It's Never Too Late to Get a GED® Diploma
William Adams has a medical degree from Yale University and spent 22 years as the head of the Rose Medical Center laboratory in Denver, Colorado. Now, at 83 years old, Adams has earned another degree: his GED certificate.
Why would a medical doctor go back to get a high school equivalency diploma? When Adams went to college early in the 1940s, he wasn't required to graduate high school. He skipped forward into medical school at a time when the requirements weren't as formal as they are today. In more recent years, Adams has been active in water issues in his community of West Linn, Oregon, and he wanted to earn certification as a water plant operator.

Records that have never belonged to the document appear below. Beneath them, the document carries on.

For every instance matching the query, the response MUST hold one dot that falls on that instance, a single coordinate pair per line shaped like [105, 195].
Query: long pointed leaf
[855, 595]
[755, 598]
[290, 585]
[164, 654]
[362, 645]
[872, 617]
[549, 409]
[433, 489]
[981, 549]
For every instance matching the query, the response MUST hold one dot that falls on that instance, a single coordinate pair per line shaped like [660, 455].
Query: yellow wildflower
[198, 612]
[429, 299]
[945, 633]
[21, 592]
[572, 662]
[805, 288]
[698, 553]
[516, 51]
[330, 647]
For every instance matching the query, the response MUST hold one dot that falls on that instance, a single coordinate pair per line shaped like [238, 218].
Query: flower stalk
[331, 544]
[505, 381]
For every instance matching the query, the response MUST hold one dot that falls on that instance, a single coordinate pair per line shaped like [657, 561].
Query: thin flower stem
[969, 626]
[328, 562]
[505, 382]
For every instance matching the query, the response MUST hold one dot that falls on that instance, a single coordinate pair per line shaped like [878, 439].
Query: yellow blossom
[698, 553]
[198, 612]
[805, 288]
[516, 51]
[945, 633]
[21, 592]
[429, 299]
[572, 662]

That's when he ran into a problem. The certification requires a high school diploma.
Adams' problem is similar to the situation many adults today are facing. In the past, many jobs and opportunities were open to those without a high school diploma. Quitting high school early didn't seem like a major issue since it was easy to enter the job market. That's changed. If a person without a high school diploma or equivalent loses their job, it's much harder to get a new job without a diploma. Promotions, higher education, and changes in career can be closed off, even to a seasoned professional, without a diploma.
The good news is that passing the GED, HiSET, or TASC test gives adults the opportunity to catch up with a world that demands a high school diploma.

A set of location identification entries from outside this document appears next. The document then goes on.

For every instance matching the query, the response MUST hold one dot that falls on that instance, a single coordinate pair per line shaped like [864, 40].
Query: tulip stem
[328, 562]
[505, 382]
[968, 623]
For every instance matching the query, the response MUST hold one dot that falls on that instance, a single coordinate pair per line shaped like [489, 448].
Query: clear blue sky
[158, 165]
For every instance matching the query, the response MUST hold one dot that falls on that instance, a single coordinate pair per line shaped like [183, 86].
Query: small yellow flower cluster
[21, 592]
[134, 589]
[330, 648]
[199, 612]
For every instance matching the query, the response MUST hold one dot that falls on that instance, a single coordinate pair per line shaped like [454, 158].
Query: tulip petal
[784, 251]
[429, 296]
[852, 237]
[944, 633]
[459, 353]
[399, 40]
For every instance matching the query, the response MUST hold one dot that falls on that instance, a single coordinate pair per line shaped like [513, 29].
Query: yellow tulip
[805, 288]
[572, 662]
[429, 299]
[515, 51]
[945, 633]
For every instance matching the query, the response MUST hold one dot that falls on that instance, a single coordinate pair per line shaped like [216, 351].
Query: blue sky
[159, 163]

Adams took a practice test for the GED test and discovered that he was ready to get a do[;p,a right away. Some adults will have the same experience. For most others, just a few weeks of brush-up is enough to catch up on high school skills and be ready for the test. Even for those who left school many years ago or didn't do well in school, a local low-cost or free course or a good online class can provide quick and easy preparation.
A high school diploma or equivalent is quickly becoming a necessity in today's world, even for someone like William Adams, who has many accomplishments and a long-standing career. For the 39 million American adults with no high school diploma, an equivalency exam is the answer. It's never too late to get a diploma and start moving forward.